PR: I as the blown finish hit so I could call Dean and updating him on the rest of the card. I did laugh at Cel and Pete arguing over the proper way to hold the flag. I still also haven’t figured out the Russoish light-heavies get beat down a lot throughout the night theme that was going on.
EPILOGUE
MH: We get back to DC and I try to watch some
MPW at Schneider’s before tapping out to sleep. Always fun to hang
out and watch wrestling together, especially when out-of-towners make the
trip, but yeesh, I left that show with a sour taste in my mouth.
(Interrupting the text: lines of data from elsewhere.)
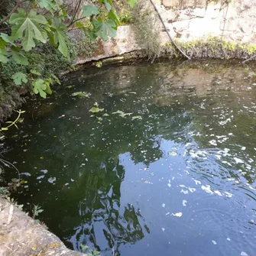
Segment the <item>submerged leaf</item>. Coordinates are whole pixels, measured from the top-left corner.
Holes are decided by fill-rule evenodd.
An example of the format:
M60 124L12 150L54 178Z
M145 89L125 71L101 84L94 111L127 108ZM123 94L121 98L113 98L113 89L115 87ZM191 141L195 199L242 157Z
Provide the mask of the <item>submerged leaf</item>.
M93 107L89 111L92 113L98 113L98 112L102 112L103 110L104 109L99 109L99 108Z
M135 119L142 120L142 118L141 115L135 115L131 118L131 120L135 120Z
Bad, bad, bad. I’ll not be crossing the Maryland border into Delaware before
the Super 8. Bah.
PR: I provide drinks for the car ride back so all three of us don’t fall asleep. Somewhere on the trip back, Schneider admits to liking Creed. I laugh.
RD: I wouldn't be jazzed about the next show, but there's a chance the Los Lurkers Locos might go to the show just so we can have a get together and see some wrestling, but I'm not optimistic about the end results of that show.
PS: I got too much good wrestling to try to attend to waste my time going to the next ECWA show. Kettner superbooked himself out of my $14. I’ll be back for the Super 8, lets hope he doesn’t book the shit out of that.
TKG: Yep I really have no interest in going to next show. OTOH I will gladly go to see Stryker in local community theatre Tennesse Williams production.
PP: I’m willing to give Kettner the benefit
of an off-night, and I’ll be back with Ray next month provided the LLL
reunion goes down as planned. Post-show we get back down to Phil’s
place and watch him FF through an entire MPW show to get to the Cubanitos
and the Super Dragon-Jardi Frantz match. Ray and I tap out at that
point and somehow I get some sleep on his tiny couch.